Why are people hoarding toilet paper during the coronavirus outbreak? This is a phenomenon that is not uncommon in situations that require restricted movement, quarantines, or other unusual measures to contain a problem like a viral outbreak. There is a lot of derision over the panic buying of hand sanitizer, face masks, and toilet paper…what are the underlying causes?
Fear Of Prolonged Problems
Of all the reasons why people start panic buying, fear of a prolonged disruption to daily life is probably the most rational; who doesn’t want to plan ahead when the warning signs are telling you something out of the ordinary is occurring?
It’s human nature to want to stock up on necessities; the key in the case of the coronavirus is to stock up in a measured way proportional to the level of threat you personally face. What does that mean? In this author’s case, it meant buying a few extra things each time I shopped for my regular weekly needs; did I personally stock up on toilet paper?
Yes, I did, but not all at once, and certainly not on the level of doomsday prepper paranoia.
All I did was pick up an extra four-pack each time I went to the store. My own personal rationale for doing this? The anticipation that I might come down with something and be sidelined for a week or more; my partner works in a public school-type setting and there happened to be an influenza outbreak there just as the coronavirus situation got closer to an actual pandemic rather than a regional outbreak.
Fear Of The Unknown
Watching the headlines unfold overseas of people being stranded on cruise ships, people being stuck in China, Italy, and South Korea and unable to travel, and seeing the plight of those living in New York City and Washington State? All this is quite enough to make someone who isn’t well-versed in epidemiology, viral infections, and the geopolitics of it all quite nervous. And who can blame them?

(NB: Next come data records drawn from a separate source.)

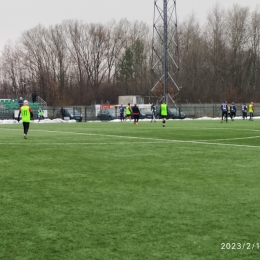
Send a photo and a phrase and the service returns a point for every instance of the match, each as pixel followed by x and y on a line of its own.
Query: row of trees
pixel 77 64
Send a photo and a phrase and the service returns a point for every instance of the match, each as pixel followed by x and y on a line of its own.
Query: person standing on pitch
pixel 163 112
pixel 233 111
pixel 224 109
pixel 251 111
pixel 121 111
pixel 40 114
pixel 20 102
pixel 128 112
pixel 27 114
pixel 136 114
pixel 153 110
pixel 244 111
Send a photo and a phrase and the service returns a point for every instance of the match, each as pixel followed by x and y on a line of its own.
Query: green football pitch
pixel 117 191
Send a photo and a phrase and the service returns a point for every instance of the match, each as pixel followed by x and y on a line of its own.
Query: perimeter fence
pixel 90 113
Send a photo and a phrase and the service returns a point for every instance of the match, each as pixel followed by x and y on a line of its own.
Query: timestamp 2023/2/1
pixel 240 246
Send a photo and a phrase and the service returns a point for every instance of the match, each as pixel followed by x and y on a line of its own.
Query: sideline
pixel 153 140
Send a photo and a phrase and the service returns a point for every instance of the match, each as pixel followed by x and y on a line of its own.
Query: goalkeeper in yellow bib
pixel 27 114
pixel 163 112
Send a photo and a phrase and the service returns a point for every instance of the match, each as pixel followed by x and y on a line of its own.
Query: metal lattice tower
pixel 165 55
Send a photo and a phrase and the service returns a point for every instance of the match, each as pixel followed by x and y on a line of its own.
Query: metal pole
pixel 165 51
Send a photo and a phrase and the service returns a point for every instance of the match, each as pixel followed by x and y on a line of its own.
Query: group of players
pixel 229 110
pixel 129 111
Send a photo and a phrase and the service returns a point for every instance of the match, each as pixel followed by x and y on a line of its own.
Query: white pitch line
pixel 230 139
pixel 158 140
pixel 146 138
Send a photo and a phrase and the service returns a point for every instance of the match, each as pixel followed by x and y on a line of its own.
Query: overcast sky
pixel 17 16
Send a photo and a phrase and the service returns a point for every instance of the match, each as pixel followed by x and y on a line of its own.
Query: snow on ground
pixel 58 120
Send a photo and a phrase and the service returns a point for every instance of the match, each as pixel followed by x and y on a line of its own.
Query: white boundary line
pixel 154 140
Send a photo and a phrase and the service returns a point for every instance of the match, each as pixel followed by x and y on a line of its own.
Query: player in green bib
pixel 26 112
pixel 163 112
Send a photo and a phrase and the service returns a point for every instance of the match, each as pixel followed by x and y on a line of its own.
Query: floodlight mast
pixel 165 19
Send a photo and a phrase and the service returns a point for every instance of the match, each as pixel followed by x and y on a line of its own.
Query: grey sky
pixel 17 16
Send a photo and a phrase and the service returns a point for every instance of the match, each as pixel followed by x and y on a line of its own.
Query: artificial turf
pixel 120 191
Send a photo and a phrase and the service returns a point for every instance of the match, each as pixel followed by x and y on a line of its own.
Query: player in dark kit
pixel 136 114
pixel 224 109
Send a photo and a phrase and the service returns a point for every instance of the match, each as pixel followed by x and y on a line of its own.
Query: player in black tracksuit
pixel 233 111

The panic buying at this level is likely less informed, more emotionally driven. And in some cases may be the result of seeing other shoppers panic buying, too.

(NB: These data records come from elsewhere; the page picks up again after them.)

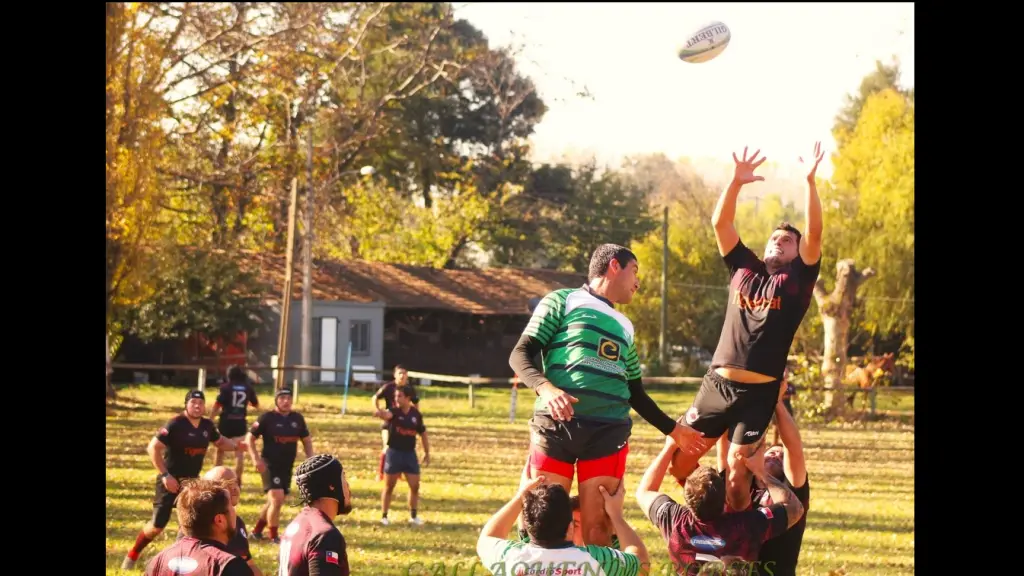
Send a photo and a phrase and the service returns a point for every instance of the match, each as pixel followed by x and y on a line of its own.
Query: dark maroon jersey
pixel 239 544
pixel 763 313
pixel 311 545
pixel 197 558
pixel 784 548
pixel 402 429
pixel 692 542
pixel 235 399
pixel 282 434
pixel 186 445
pixel 387 393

It may sound derisive to chalk some of that behavior to a cause-and-effect relationship akin to “shopper see, shopper do” but that can sometimes be a contributing factor.
Fear Caused By Mixed Messaging From Official Sources
One big problem in the handling of the coronavirus outbreak involves official messaging from government agencies. Messaging that leads to citizen fears being stoked even more in spite of the attempts to reassure the nation that all is in hand.

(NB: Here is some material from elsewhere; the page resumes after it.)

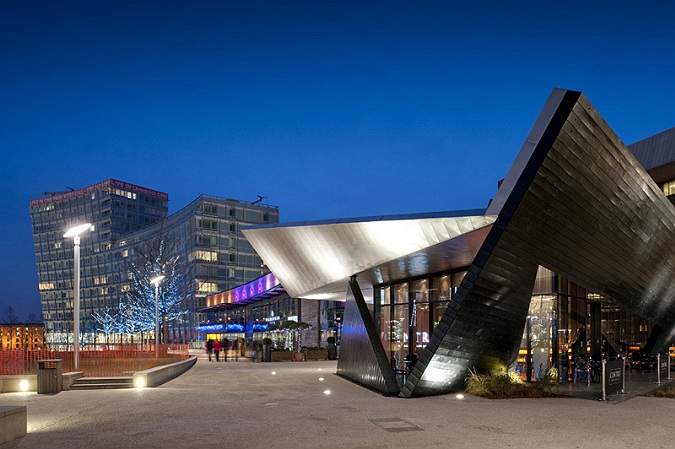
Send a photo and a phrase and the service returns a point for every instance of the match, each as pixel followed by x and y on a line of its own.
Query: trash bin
pixel 49 376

When the President of the United States, who does not have a medical degree or experience in epidemiology, directly contradicts or seems to directly contradict medical experts, the net result can be enhanced levels of fear and worry.
In the case of the People’s Republic of China and the government’s efforts there, attempts to control the messaging, delete negative social media posts about the virus, and other attempts at damage control have not served its people well.
They actually seem to have increased the level of fear in the general population. In times of crisis, leadership in the United States and China alike seem to be disproportionally interested in controlling the bad news. And that is something that leads to more problems rather than concrete solutions.